Since it is a 4-way set associative cache, each set can contain 4 blocks.

Therefore, total number of sets is $\frac{8192}{4} = 2048 = 2^{11}$.

Hence, number of bits required will be $log_2(2^{11}) = 11$

Also, size of one block = $32 \, \text{words} \Rightarrow 32 \times 64 \, \text{bits} = 2^{11} \, \text{bits}$

Now since the addresses are word addressable, the number of words is $\frac{2^{11}}{2^6} = 2^5$
Therefore, word offset is $log_2(2^{5}) = 5 \, \text{bits}$

Now we know that $$\text{Number of bits in physical address = Tag + Set + Word Offset}$$

Plugging in the values, we get the value of Tag as $48$ bits.

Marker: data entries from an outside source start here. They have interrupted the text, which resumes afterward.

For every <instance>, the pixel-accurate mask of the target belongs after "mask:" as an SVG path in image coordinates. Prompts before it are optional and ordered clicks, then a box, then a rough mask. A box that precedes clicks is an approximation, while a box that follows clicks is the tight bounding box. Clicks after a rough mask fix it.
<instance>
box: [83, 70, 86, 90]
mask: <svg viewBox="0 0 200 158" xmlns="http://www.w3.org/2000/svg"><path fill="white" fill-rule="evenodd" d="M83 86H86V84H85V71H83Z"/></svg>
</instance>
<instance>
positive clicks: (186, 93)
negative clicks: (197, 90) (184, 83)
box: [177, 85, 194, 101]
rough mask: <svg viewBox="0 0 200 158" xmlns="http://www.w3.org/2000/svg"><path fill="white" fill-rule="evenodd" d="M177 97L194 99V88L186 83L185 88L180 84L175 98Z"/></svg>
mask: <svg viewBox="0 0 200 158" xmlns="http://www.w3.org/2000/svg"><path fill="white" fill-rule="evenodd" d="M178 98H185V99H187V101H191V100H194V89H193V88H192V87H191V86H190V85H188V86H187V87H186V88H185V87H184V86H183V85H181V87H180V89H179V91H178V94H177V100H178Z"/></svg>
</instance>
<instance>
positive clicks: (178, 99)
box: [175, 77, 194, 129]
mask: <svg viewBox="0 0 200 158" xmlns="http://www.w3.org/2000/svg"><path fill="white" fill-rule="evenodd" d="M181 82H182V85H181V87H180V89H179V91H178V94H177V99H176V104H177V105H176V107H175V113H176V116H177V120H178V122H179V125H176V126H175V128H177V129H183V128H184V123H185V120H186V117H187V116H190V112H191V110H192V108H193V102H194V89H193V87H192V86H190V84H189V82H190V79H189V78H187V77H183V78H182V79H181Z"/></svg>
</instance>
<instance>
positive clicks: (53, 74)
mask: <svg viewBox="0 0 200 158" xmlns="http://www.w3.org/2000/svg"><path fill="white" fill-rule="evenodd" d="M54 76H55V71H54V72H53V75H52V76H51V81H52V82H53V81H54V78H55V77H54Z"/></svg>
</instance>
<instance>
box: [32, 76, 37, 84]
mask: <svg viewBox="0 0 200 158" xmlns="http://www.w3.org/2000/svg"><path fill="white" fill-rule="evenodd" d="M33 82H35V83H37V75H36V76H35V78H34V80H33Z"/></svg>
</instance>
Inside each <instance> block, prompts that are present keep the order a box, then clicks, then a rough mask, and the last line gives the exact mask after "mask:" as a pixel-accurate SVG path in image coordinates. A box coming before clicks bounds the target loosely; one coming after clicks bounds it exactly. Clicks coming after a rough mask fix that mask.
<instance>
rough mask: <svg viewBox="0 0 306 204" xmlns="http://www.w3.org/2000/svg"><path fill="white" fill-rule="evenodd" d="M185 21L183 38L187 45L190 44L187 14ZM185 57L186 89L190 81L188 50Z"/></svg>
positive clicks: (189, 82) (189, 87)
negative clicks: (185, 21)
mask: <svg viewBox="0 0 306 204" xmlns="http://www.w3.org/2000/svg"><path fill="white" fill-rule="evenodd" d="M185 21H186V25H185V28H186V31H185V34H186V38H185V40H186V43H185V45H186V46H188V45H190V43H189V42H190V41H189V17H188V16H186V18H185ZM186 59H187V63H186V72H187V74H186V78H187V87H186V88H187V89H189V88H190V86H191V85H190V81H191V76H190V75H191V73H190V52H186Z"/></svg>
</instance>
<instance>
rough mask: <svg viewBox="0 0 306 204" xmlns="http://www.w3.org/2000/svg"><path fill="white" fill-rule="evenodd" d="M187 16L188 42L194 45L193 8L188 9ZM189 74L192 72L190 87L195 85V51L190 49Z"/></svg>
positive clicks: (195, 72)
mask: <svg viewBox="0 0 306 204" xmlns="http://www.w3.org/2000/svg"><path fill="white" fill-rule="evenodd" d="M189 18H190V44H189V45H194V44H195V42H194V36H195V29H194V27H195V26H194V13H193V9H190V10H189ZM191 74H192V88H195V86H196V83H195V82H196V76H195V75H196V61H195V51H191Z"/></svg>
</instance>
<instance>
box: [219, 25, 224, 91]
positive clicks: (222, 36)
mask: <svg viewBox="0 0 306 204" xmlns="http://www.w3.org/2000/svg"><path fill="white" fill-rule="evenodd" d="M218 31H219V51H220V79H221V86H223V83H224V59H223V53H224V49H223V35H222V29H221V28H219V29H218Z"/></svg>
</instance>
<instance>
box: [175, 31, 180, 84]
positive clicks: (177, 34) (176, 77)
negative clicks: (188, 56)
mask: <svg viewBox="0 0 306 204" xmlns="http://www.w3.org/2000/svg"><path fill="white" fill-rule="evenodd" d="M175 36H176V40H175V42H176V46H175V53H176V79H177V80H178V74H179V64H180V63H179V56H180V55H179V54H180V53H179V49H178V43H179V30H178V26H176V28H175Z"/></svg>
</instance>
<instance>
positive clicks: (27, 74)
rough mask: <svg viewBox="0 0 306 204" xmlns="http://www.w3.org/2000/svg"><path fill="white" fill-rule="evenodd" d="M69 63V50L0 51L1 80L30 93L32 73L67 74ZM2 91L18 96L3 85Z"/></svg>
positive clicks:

If this is not the correct answer, do let me know. I tried to answer it to the best of my knowledge.
by Loyal (6.3k points)
edited by
0
given that it is word addressable.. therefore word offset is 5 bits only,

if given that it is word addressable.. therefore word offset is 8 bits only,

if given that it is bit addressable.. therefore word offset is 11 bits only,

right?
0
You are right, it is word addressable. Therefore, word offset should be $\frac{2^{11}}{2^6} = 2^5$.

I'll edit my answer.